Selenium Nodes: How to scroll within a section?

kowisoft · March 18, 2021, 7:12pm

Hi KNIMErs (and webcrawlers hahaha),

I am working on a workflow to screen the job postings on LinkedIn automatically. I managed to log in and search for results and I also manage to extract the required properties using XPath (thanks to @qqilihq )

But this specific page has a scroll bar within a section (see screenshot below). I tried to use the “facebook approach” that is share on the Selenium Nodes website (Execute JavaScript with scroll to bottom) but this does not seem to work when the scroll bar is within a “section”.

Here’s the link: 553 Lego jobs in United States (23 new)

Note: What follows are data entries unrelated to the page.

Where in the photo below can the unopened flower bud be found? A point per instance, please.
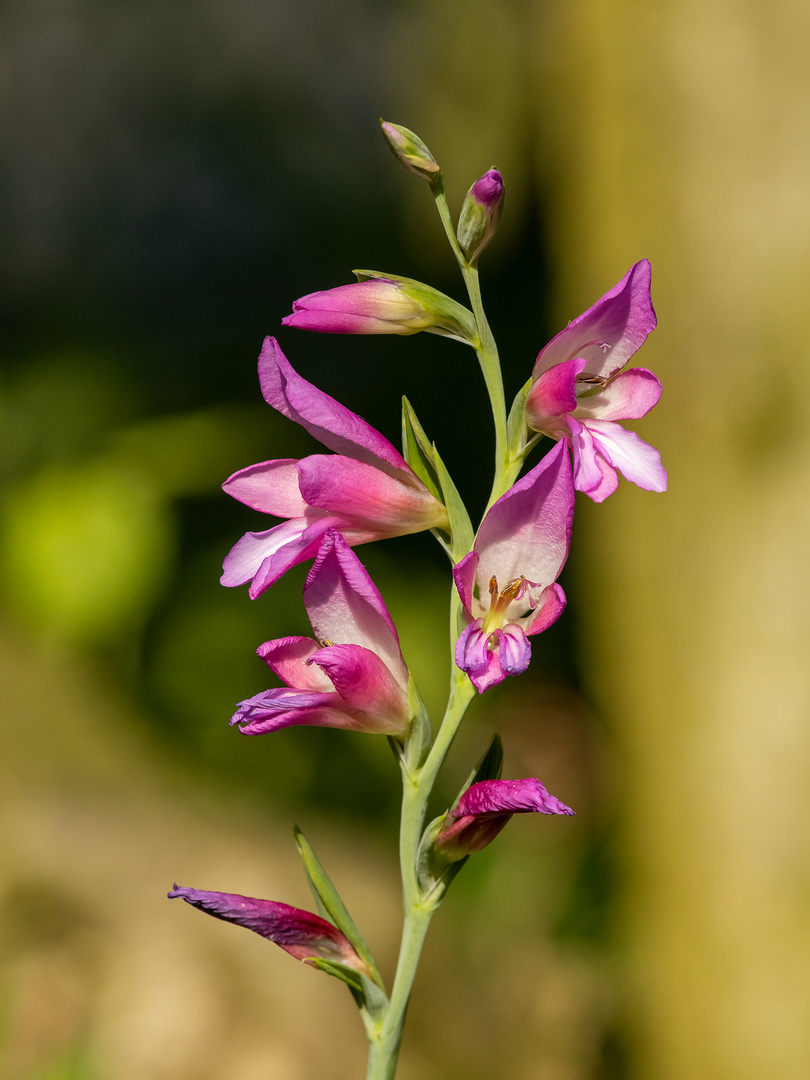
(379, 304)
(409, 149)
(480, 214)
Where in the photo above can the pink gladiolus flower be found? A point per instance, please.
(302, 934)
(353, 675)
(507, 581)
(580, 390)
(365, 489)
(485, 808)
(382, 305)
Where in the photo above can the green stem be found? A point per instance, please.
(486, 351)
(385, 1050)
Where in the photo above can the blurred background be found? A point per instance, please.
(173, 176)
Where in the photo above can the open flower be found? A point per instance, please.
(353, 675)
(302, 934)
(485, 808)
(365, 489)
(579, 390)
(507, 582)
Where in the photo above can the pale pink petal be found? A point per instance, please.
(286, 657)
(610, 332)
(245, 557)
(527, 531)
(358, 490)
(629, 395)
(549, 609)
(270, 487)
(636, 460)
(366, 686)
(345, 606)
(592, 473)
(325, 419)
(553, 394)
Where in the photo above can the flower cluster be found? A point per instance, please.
(351, 674)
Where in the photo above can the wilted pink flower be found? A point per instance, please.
(379, 304)
(485, 808)
(580, 390)
(365, 489)
(507, 581)
(302, 934)
(352, 675)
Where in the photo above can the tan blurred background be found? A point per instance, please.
(174, 176)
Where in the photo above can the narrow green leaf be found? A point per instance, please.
(460, 527)
(516, 423)
(329, 903)
(489, 766)
(352, 979)
(418, 450)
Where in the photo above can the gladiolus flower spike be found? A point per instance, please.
(365, 488)
(507, 582)
(353, 675)
(580, 389)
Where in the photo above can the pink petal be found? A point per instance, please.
(366, 687)
(636, 460)
(550, 607)
(514, 650)
(592, 473)
(300, 933)
(509, 796)
(286, 657)
(527, 531)
(553, 394)
(324, 418)
(345, 606)
(270, 487)
(274, 710)
(361, 491)
(629, 395)
(610, 332)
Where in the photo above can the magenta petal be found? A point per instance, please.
(286, 707)
(324, 418)
(550, 606)
(270, 487)
(527, 531)
(355, 489)
(514, 649)
(610, 332)
(509, 796)
(366, 686)
(343, 605)
(629, 395)
(636, 460)
(287, 658)
(553, 394)
(300, 933)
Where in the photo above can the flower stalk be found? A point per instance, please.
(351, 674)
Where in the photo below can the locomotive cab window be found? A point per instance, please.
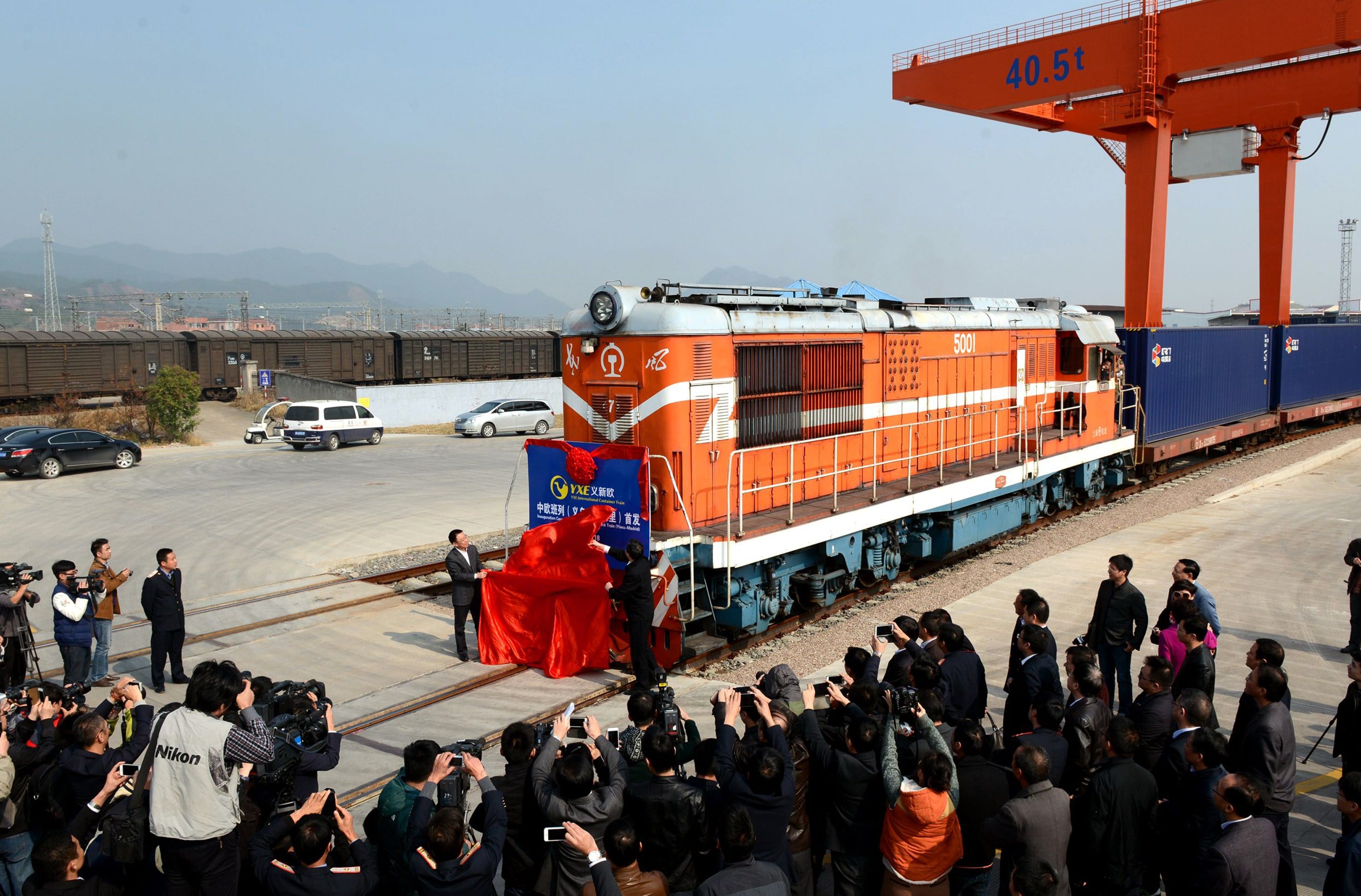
(1072, 355)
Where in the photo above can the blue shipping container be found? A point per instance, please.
(1191, 379)
(1315, 362)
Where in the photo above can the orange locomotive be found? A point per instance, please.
(806, 440)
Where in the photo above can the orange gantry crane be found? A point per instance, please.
(1141, 74)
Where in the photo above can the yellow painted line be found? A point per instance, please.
(1319, 782)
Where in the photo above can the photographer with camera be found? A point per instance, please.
(646, 710)
(108, 608)
(567, 792)
(444, 861)
(32, 745)
(60, 856)
(15, 597)
(88, 762)
(765, 786)
(195, 808)
(73, 620)
(311, 833)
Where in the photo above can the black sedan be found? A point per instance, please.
(52, 452)
(11, 433)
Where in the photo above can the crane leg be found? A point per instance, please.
(1276, 222)
(1148, 169)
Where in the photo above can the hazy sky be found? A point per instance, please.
(560, 146)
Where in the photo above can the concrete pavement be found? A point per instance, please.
(247, 516)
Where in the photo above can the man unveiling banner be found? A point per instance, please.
(548, 608)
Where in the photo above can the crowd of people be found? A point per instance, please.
(1107, 777)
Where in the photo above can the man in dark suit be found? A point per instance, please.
(1046, 721)
(1085, 722)
(1023, 597)
(162, 604)
(1119, 622)
(1345, 867)
(1114, 819)
(1353, 559)
(1198, 668)
(1152, 710)
(466, 577)
(964, 683)
(1266, 754)
(1242, 861)
(1189, 822)
(983, 790)
(1190, 713)
(1038, 677)
(1263, 650)
(1036, 822)
(906, 631)
(636, 593)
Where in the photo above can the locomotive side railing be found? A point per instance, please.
(997, 441)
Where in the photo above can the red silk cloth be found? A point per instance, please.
(548, 608)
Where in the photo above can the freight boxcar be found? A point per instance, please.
(424, 355)
(1317, 370)
(43, 365)
(1198, 387)
(338, 355)
(217, 357)
(511, 354)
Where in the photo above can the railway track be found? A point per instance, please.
(718, 653)
(377, 578)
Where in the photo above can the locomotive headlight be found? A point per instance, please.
(602, 308)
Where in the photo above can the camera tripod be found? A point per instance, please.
(28, 645)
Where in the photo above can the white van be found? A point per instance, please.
(330, 425)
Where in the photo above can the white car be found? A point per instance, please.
(505, 415)
(330, 425)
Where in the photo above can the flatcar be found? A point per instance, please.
(806, 441)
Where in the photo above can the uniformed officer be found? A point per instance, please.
(309, 833)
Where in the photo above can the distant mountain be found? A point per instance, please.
(275, 275)
(742, 278)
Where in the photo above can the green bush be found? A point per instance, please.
(173, 404)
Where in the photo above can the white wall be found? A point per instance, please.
(418, 404)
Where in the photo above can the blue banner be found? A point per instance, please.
(567, 477)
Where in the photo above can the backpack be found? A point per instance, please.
(127, 823)
(43, 801)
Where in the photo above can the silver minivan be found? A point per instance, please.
(505, 415)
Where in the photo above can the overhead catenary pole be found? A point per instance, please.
(1348, 228)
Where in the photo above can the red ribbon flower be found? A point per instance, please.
(582, 467)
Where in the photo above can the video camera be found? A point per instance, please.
(454, 790)
(904, 701)
(21, 696)
(11, 573)
(297, 728)
(667, 713)
(93, 584)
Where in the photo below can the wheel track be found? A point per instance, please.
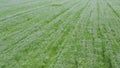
(37, 30)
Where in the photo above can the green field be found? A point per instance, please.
(59, 33)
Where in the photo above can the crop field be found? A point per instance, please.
(59, 33)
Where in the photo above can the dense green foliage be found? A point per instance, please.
(59, 33)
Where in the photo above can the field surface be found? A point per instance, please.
(59, 33)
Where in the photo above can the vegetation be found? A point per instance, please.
(59, 34)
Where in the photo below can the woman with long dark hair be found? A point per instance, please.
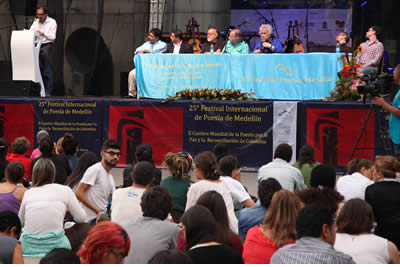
(279, 229)
(206, 171)
(200, 232)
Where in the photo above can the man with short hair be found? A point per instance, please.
(19, 148)
(316, 234)
(47, 28)
(371, 51)
(268, 43)
(153, 46)
(236, 44)
(125, 207)
(97, 184)
(213, 41)
(150, 233)
(342, 39)
(253, 216)
(288, 176)
(177, 45)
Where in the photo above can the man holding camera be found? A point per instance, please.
(394, 110)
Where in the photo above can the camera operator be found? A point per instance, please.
(394, 110)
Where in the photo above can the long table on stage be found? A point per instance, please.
(269, 76)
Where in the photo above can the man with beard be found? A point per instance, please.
(97, 184)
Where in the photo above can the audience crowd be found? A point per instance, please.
(58, 207)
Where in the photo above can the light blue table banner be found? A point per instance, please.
(275, 76)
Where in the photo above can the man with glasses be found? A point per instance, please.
(47, 28)
(97, 184)
(371, 51)
(213, 44)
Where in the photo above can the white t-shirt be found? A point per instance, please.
(353, 186)
(125, 206)
(43, 208)
(101, 188)
(237, 190)
(199, 188)
(365, 248)
(48, 27)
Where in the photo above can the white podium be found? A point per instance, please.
(25, 57)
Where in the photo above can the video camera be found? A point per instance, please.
(376, 85)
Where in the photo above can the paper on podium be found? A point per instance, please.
(25, 57)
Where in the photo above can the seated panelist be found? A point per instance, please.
(177, 45)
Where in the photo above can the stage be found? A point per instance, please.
(251, 129)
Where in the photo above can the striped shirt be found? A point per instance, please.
(310, 250)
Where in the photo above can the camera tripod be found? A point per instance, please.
(372, 107)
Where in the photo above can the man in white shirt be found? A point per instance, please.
(288, 176)
(230, 175)
(97, 184)
(47, 28)
(177, 45)
(125, 207)
(153, 46)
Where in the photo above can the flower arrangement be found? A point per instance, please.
(211, 94)
(349, 79)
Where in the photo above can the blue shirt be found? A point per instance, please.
(394, 121)
(250, 217)
(159, 47)
(275, 42)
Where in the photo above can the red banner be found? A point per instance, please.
(17, 120)
(333, 134)
(161, 128)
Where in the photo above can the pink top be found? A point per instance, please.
(35, 153)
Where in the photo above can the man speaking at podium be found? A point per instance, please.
(47, 28)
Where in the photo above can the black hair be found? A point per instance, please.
(8, 220)
(143, 173)
(310, 220)
(3, 148)
(156, 32)
(200, 226)
(46, 146)
(60, 256)
(227, 165)
(69, 144)
(214, 202)
(283, 151)
(110, 143)
(45, 9)
(377, 30)
(156, 202)
(144, 152)
(267, 189)
(178, 33)
(323, 176)
(85, 161)
(15, 172)
(220, 150)
(171, 256)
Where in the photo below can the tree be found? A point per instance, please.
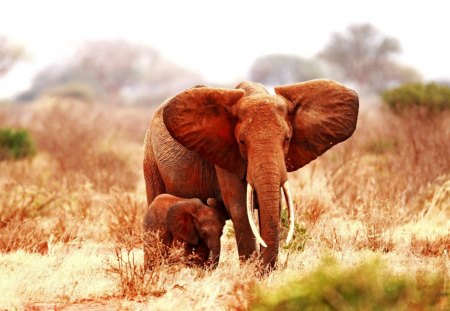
(114, 63)
(278, 69)
(365, 56)
(9, 55)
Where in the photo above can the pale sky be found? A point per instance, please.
(220, 39)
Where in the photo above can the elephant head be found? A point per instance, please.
(198, 225)
(261, 137)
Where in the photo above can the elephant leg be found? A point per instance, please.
(234, 196)
(154, 184)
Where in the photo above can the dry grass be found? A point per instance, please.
(70, 218)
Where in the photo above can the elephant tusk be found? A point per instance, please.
(250, 216)
(290, 203)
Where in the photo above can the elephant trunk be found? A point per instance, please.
(265, 176)
(266, 180)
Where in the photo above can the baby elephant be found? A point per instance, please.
(189, 221)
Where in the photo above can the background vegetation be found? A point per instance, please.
(71, 206)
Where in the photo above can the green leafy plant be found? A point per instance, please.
(431, 97)
(366, 286)
(15, 144)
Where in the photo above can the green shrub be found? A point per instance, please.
(366, 286)
(431, 97)
(15, 144)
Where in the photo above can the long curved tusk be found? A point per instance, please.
(250, 215)
(290, 203)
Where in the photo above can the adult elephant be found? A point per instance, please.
(239, 144)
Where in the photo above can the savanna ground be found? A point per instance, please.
(373, 212)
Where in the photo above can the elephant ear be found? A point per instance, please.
(181, 223)
(325, 114)
(200, 120)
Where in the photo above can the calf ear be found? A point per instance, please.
(181, 223)
(200, 120)
(325, 114)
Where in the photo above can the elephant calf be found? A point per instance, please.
(196, 225)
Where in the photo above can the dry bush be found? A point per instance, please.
(23, 215)
(125, 217)
(390, 159)
(82, 141)
(137, 281)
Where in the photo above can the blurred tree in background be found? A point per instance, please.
(278, 69)
(10, 53)
(114, 70)
(365, 56)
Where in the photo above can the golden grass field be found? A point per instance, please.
(70, 217)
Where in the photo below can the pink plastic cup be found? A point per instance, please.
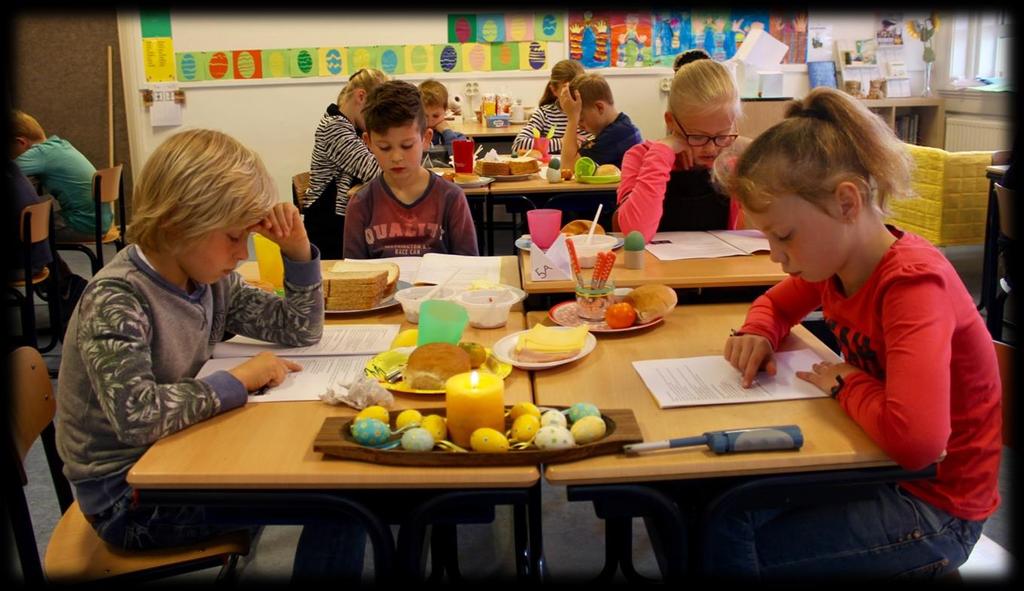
(544, 225)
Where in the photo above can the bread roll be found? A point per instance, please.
(430, 366)
(579, 226)
(651, 301)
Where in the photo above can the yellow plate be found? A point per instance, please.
(384, 363)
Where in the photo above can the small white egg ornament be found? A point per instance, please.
(553, 418)
(553, 437)
(588, 429)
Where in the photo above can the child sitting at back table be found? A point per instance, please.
(588, 102)
(148, 321)
(408, 210)
(920, 374)
(434, 108)
(549, 114)
(667, 183)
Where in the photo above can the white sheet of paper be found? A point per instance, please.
(436, 268)
(317, 374)
(711, 380)
(551, 265)
(683, 245)
(409, 266)
(337, 340)
(749, 241)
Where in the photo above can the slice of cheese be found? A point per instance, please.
(551, 339)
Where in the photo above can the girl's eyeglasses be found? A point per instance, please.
(697, 140)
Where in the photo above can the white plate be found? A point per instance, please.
(503, 351)
(384, 304)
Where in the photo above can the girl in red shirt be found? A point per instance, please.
(920, 374)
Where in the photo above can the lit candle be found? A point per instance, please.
(474, 399)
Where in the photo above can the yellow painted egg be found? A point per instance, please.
(553, 418)
(588, 429)
(436, 425)
(406, 418)
(525, 427)
(554, 437)
(520, 409)
(375, 412)
(488, 440)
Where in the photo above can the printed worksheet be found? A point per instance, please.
(711, 380)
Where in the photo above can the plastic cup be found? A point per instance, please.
(271, 267)
(462, 152)
(544, 225)
(441, 322)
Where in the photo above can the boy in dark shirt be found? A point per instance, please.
(408, 210)
(588, 101)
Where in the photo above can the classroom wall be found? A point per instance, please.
(278, 117)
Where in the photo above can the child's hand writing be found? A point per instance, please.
(265, 369)
(284, 226)
(750, 353)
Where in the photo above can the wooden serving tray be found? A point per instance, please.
(336, 439)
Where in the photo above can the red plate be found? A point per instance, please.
(565, 314)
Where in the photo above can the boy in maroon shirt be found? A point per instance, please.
(408, 210)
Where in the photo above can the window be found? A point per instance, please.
(981, 46)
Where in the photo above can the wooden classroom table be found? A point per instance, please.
(260, 457)
(756, 269)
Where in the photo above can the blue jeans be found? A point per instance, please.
(326, 551)
(891, 534)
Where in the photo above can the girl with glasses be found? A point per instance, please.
(667, 183)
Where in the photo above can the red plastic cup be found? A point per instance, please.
(544, 225)
(541, 144)
(462, 150)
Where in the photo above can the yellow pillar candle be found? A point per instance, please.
(474, 399)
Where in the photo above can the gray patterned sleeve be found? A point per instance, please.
(114, 336)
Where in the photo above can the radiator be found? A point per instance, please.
(965, 133)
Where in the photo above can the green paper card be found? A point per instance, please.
(190, 66)
(302, 62)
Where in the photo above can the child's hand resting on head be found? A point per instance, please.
(284, 226)
(750, 353)
(265, 369)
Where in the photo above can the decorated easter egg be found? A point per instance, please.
(538, 56)
(218, 65)
(188, 67)
(389, 60)
(554, 437)
(520, 409)
(333, 59)
(588, 429)
(374, 412)
(371, 432)
(553, 418)
(436, 425)
(305, 61)
(418, 439)
(406, 418)
(581, 410)
(525, 427)
(450, 57)
(488, 440)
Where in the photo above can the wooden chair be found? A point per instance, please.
(299, 184)
(75, 552)
(108, 186)
(36, 226)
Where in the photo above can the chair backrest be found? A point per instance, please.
(33, 403)
(1005, 355)
(39, 221)
(107, 183)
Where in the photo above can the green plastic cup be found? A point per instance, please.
(441, 322)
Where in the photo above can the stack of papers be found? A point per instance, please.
(338, 359)
(714, 244)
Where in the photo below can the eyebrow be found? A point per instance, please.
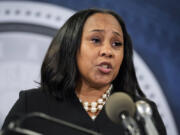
(99, 30)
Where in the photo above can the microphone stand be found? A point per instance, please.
(17, 125)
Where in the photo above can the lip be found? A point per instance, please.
(103, 69)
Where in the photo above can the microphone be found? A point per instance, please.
(120, 109)
(144, 112)
(15, 127)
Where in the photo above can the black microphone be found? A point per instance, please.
(120, 108)
(15, 127)
(144, 112)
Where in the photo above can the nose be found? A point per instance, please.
(106, 51)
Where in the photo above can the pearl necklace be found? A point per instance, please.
(96, 106)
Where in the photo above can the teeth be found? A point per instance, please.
(105, 66)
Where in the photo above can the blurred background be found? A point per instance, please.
(27, 28)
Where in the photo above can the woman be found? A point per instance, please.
(89, 59)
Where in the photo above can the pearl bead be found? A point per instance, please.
(100, 101)
(93, 104)
(93, 117)
(93, 109)
(104, 96)
(86, 108)
(100, 107)
(86, 103)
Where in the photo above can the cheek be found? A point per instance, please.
(119, 63)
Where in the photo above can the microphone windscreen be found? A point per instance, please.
(118, 103)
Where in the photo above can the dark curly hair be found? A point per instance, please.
(59, 71)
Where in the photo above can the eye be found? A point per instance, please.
(116, 43)
(95, 40)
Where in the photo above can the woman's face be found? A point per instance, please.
(101, 52)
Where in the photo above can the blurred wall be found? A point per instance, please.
(153, 26)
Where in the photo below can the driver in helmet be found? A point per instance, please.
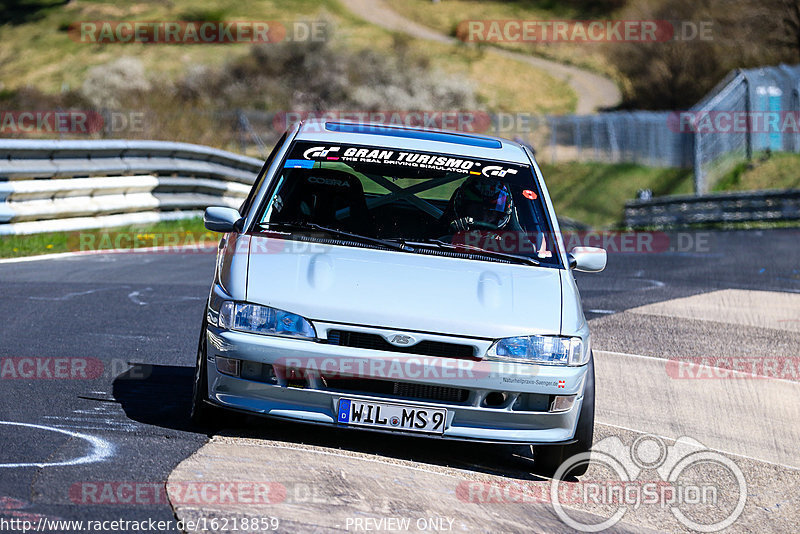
(480, 203)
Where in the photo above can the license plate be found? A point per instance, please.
(393, 416)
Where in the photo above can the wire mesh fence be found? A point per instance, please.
(750, 112)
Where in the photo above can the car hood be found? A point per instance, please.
(406, 291)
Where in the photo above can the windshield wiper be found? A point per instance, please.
(478, 250)
(394, 245)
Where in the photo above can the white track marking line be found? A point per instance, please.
(101, 449)
(84, 253)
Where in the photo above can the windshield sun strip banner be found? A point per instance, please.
(405, 158)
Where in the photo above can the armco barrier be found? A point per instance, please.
(748, 206)
(48, 185)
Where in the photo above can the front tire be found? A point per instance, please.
(202, 413)
(548, 458)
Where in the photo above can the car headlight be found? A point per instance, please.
(550, 350)
(263, 320)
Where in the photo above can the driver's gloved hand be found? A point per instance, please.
(464, 223)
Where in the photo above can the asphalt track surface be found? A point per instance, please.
(136, 317)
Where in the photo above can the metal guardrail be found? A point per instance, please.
(48, 185)
(748, 206)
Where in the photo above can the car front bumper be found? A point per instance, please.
(312, 399)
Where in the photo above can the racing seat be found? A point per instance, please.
(329, 198)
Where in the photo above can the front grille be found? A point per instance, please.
(398, 389)
(361, 340)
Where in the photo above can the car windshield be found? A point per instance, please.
(426, 200)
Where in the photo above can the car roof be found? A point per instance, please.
(411, 138)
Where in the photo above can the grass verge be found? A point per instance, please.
(183, 232)
(595, 193)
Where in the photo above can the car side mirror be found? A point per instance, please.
(224, 220)
(587, 259)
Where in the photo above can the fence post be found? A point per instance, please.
(699, 178)
(748, 136)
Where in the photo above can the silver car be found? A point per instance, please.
(401, 280)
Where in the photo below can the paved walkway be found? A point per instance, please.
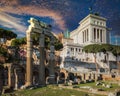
(94, 91)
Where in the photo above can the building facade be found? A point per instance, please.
(92, 30)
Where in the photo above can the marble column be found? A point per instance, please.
(42, 60)
(52, 63)
(29, 71)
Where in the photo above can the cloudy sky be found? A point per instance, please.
(61, 14)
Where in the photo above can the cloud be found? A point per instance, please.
(11, 22)
(36, 10)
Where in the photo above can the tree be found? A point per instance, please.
(18, 42)
(7, 34)
(116, 52)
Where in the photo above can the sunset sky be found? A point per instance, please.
(61, 14)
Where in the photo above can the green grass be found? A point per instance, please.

And this is the part / scrollbar I want to move to the bottom:

Any suggestions? Thank you in advance!

qqilihq · March 20, 2021, 10:11am

Hi Phil,

as discussed yesterday, some input here. First straight to your question, then describing the rabbit hole into which I fell when playing with the data. Maybe it sparks some more ideas

Scrolling Sections

As you highlight in the screenshot, the scrollbars on this page only apply to specific sections (technically, these are <div> elements which are vertically scrollable).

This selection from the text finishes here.